Mardi, Shaked a annoncé que les appels seraient votés par le cabinet, puis par la Knesset, semblant confirmer qu’au moins un des deux textes bénéficiait de suffisamment de soutiens pour aller de l’avant. Elle a précisé que le travail était coordonné avec le secrétaire de cabinet, Shalom Shlomo.

« Dimanche, le gouvernement votera les appels qui ont été soumis sur la Loi de la citoyenneté et ensuite, le texte sera voté à la Knesset », a dit Shaked. La ministre a indiqué que la législation « bénéficie du soutien écrasant de plus de cent députés et nous ne pouvons pas laisser la politique politicienne saboter tout cela une nouvelle fois ».

Si les partis de droite de l’opposition soutiennent tous la loi en principe, ils ont voté en sa défaveur, l’année dernière, afin de placer le gouvernement dans une situation difficile et pour tenter de fracturer la coalition diversifiée.

La loi sur la citoyenneté est très controversée depuis sa création, et les groupes de défense des droits de l’Homme l’accusent de discriminer les Palestiniens et les Arabes israéliens. La Cour suprême, de son côté, a maintenu la loi dans une décision prise à 6 voix contre 5 en 2012, à l’issue d’une longue bataille juridique.

Des femmes arabes israéliennes manifestent lors d’un vote sur la « Loi sur la Citoyenneté » à la Knesset, aux abords du parlement israélien, le 5 juillet 2021. (Crédit : AP Photo/Tsafrir Abayov)

Shaked avait ordonné à son bureau de continuer à faire appliquer l’interdiction, malgré son expiration.

Toutefois, le mois dernier, la Cour suprême avait ordonné à Shaked de mettre fin à cette interdiction implicite maintenant que la loi n’était plus en vigueur, disant que le droit israélien « n’autorise pas l’application d’une loi qui a expiré ».

Ce jugement avait obligé Shaked à essayer, une fois encore, de faire avancer le texte devant le cabinet et à la Knesset. Plusieurs législateurs du Meretz ont promis de ne pas soutenir la loi, comme l’ont fait également les membres du parti islamiste Raam.

En même temps, Shaked a annoncé, mardi, des régulations temporaires pour la gestion des demandes de résidence des Palestiniens ayant épousé un Israélien, jusqu’au renouvellement de la loi.

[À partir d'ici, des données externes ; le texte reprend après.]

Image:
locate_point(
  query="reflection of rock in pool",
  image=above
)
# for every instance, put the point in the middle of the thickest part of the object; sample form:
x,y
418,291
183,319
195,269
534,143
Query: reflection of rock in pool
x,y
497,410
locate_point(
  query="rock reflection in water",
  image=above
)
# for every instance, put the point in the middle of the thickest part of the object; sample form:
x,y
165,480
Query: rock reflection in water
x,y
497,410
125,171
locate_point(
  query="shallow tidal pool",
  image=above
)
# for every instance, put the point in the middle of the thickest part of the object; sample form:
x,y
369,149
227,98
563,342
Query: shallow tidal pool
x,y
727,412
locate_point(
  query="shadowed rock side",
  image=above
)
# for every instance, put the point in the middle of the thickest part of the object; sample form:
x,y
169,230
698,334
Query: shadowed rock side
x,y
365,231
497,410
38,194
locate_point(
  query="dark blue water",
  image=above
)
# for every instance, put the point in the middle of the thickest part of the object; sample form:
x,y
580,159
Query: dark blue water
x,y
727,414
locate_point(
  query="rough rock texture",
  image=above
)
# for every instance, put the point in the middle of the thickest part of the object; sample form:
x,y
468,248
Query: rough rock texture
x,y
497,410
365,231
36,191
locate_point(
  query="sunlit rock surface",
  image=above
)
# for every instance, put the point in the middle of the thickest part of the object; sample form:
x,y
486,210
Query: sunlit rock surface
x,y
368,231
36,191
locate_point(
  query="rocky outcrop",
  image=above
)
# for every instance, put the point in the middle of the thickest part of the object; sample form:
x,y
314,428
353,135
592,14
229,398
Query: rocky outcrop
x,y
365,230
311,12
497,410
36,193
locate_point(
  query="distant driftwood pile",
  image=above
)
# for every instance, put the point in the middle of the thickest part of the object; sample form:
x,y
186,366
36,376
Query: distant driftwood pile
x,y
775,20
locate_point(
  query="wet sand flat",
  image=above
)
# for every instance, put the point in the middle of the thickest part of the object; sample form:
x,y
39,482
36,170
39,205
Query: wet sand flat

La Cour suprême à Jérusalem le 7 septembre 2018. (Crédit : Yonatan Sindel/Flash90)

Ces régulations temporaires, exigées par la Cour suprême dans son jugement, précisent que son bureau prendra en charge les demandes conformément à une série de priorités – en commençant par les Palestiniens âgés de plus de 50 ans, qui poseraient un risque sécuritaire moindre et les couples bénéficiant d’ores et déjà de permis délivrés par les militaires depuis au moins cinq ans.

Shaked a expliqué qu’elle espérait ne pas avoir à émettre de telles régulations mais « malheureusement, pour le moment, la politique a pris le dessus sur la nécessité de maintenir la forteresse de l’État d’Israël en tant qu’État juif et celle de protéger la sécurité de l’État. »

Ce sont environ 12 700 Palestiniens mariés à un conjoint israélien qui vivent en Israël avec des papiers temporaires – ce qui nécessite le renouvellement constant de leur statut dans le pays. Depuis des années, la majorité d’entre eux n’ont pas le droit de conduire un véhicule, ou d’ouvrir un compte bancaire. En cas de décès du conjoint ou en cas de divorce, ils risquent d’être expulsés – ce qui oblige leurs enfants arabes israéliens à partir avec eux en Cisjordanie, ou à rester avec un parent en Israël au prix d’une douloureuse séparation.

Environ 130 000 Palestiniens avaient obtenu un droit au regroupement familial pendant les années 1990 et avant que l’interdiction n’entre en vigueur. Selon l’agence de sécurité du Shin Bet, environ 155 Palestiniens – bénéficiaires initiaux de la loi sur le regroupement familial ou descendants – ont été impliqués dans des attaques terroristes depuis 2001.